What I've answered is that in general -- not always, but in general -- it is perfectly legal and legitimate for
clients to ask their lawyers for as much precision as can be discerned,
and even to ask their lawyers for advocacy of particular interpretations
on their behalf. This is important, because if the President can legitimately ask this question, then we need to consider how it should legitimately be answered (and this is what I've been trying to do in the essay I mentioned).
* * *
I have left one possibility unexplored till now, and want to briefly consider it: namely, that the President's questions might be legal, but still illegitimate. Broadly we can imagine two different kinds of illegitimacy, which we might call "procedural" and "substantive."
What would procedural illegitimacy be? Here's one possible answer: perhaps the President does not have the same prerogative to ask lawyers to concoct arguments on his or her behalf as ordinary clients do. Much of the work of interpreting the torture statute and other laws that constrained the Bush Administration's response to 9/11 was done by the Justice Department's Office of Legal Counsel, and it is quite possible that that office has acquired special duties of dispassionate analysis that were violated by the legal work done in the Bush era. Especially because the Office of Legal Counsel's opinions evidently are often treated within the Executive Branch as authoritative rather than just more or less persuasive, it is also quite possible to argue that if the President deliberately sought opinions that required the lawyers giving them to violate those duties of dispassion, then his requests were illegitimate. They would have been all the more illegitimate if the President then relied on the reputation of the office as a basis for "selling" its opinions to soldiers and investigators and interrogators; and they would also have been all the more illegitimate if those lower-level officials who wanted to escape the prohibition on torture understood and embraced the President's maneuver. But it should be acknowledged that exactly how dispassionate the office must be is a contested matter. Perhaps the point is most contestable in the field of war and foreign policy, where it is possible to argue that the President's interpretations of our legal duties are constitutionally entitled to some measure of deference; arguably, the President is entitled to endorse interpretations that legal reasoning alone would not support.

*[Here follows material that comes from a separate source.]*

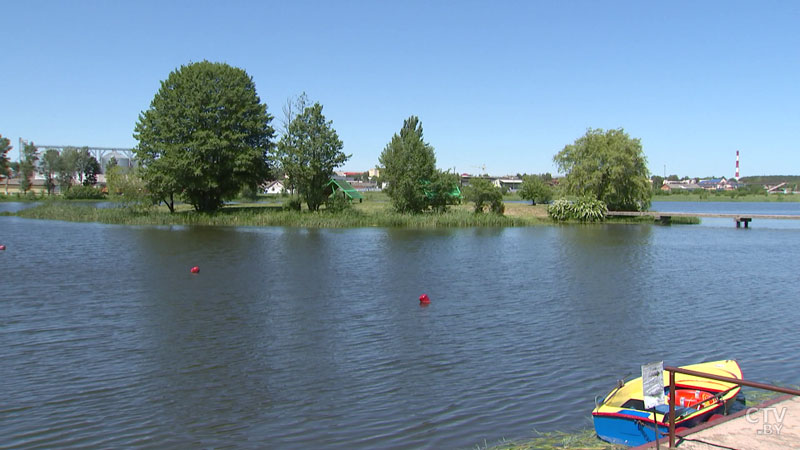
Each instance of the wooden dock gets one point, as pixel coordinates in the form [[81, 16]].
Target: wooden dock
[[666, 217], [771, 425]]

And what about substantive illegitimacy? Waldron argues in his book that the prohibition on torture is a key, fundamental part of our legal order. It would follow that deliberately seeking to undercut its force would damage not just the strength of this prohibition but other integral components of the rule of law. This is damage not to how the law is arrived at (procedure), but what the law is (substance). Waldron's argument is important, though I hope to return to the issue it raises, of just when a challenge to some part of our present law should be deemed illegitimate rather than seen as part of the ongoing process of argument through which our law lives.
For now, I'll just say that if the President's questions are legal, then even if they are illegitimate they may deserve an answer -- but the lawyers giving the answer may be able to do so in ways that resist the illegitimacy.